II. Ethics Guidelines¶
In GLOBALISE, ethical adherence is a cornerstone throughout the project lifecycle, encompassing work packages, future plans, and governance. Reflexivity is a core principle of the project: should any aspect fall short of these ethical standards during periodic evaluations, it is imperative to restructure it to conform to the following core principles.
1. Diversity, Equity, and Inclusion (DEI)¶
GLOBALISE is dedicated to advancing DEI in every part of the project: people, governance, perspectives, datasets, algorithms, and interfaces.
Diversity encompasses a wide range of differences and variations within any given environment or system. Diversity may include variations in not only individual characteristics like ethnicity, age, gender identity, religion, physical abilities and disabilities, cultural background, and education but also extends to encompass differences in ideas, perspectives, datasets, algorithms, infrastructural elements, and any other factors that contribute to the overall complexity and richness of the system in question. Embracing diversity means recognizing, appreciating, and leveraging the breadth and depth of distinctions.
Equity strives to rectify disparities and create a level playing field for all elements within a system.

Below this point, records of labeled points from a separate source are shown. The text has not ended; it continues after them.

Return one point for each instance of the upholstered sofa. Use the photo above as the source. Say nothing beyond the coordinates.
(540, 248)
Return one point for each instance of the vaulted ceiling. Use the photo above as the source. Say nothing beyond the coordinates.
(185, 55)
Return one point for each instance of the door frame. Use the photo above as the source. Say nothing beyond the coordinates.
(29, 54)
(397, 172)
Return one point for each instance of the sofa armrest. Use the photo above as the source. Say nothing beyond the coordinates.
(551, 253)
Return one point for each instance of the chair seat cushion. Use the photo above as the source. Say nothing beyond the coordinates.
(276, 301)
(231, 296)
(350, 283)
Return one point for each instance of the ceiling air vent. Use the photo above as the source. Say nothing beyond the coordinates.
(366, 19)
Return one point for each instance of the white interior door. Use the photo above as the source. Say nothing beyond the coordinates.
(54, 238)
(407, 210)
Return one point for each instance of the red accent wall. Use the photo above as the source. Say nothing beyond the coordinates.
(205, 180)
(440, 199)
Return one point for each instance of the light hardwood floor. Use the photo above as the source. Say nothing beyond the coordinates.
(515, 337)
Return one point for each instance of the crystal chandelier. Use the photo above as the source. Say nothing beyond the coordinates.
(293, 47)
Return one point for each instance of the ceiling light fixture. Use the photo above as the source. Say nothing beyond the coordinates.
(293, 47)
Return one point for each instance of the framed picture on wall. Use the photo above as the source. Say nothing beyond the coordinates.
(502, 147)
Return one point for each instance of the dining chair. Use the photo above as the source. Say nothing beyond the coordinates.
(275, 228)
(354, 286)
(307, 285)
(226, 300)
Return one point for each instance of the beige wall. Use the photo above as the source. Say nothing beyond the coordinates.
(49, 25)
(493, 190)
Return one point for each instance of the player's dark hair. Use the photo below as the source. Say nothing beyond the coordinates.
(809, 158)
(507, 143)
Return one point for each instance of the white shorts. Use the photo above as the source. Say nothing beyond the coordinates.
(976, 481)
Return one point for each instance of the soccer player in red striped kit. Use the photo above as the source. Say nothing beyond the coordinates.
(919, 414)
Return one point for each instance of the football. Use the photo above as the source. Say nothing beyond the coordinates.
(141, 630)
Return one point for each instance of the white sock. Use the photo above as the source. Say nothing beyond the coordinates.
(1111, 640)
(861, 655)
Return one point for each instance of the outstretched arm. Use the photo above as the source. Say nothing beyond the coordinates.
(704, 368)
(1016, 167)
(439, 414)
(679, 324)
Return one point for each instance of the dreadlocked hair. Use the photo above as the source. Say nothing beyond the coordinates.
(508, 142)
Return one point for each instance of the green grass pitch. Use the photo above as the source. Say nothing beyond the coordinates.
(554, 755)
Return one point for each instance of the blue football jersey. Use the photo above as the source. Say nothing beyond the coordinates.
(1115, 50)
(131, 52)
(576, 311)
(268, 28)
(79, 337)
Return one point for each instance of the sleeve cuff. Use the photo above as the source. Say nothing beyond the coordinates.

Inclusion refers to the behaviours, attitudes, and social norms within our project that ensures that there is space for multiple identities, groups and expressions.
The way in which we advance DEI is visible in the following points:
Countering Bias We pay attention to situations involving vulnerable groups and those that have been historically disadvantaged or at a risk of exclusion and to situations characterised by asymmetries of power. Through our work, we advocate for the necessary inclusion of bias analysis within digital humanities projects. For identification, analysis and articulation of bias, we work closely together with the Combatting Bias project.
Education and Training We provide regular training and workshops to increase awareness and sensitivity about diversity, equity, and inclusion both in our project and in our work.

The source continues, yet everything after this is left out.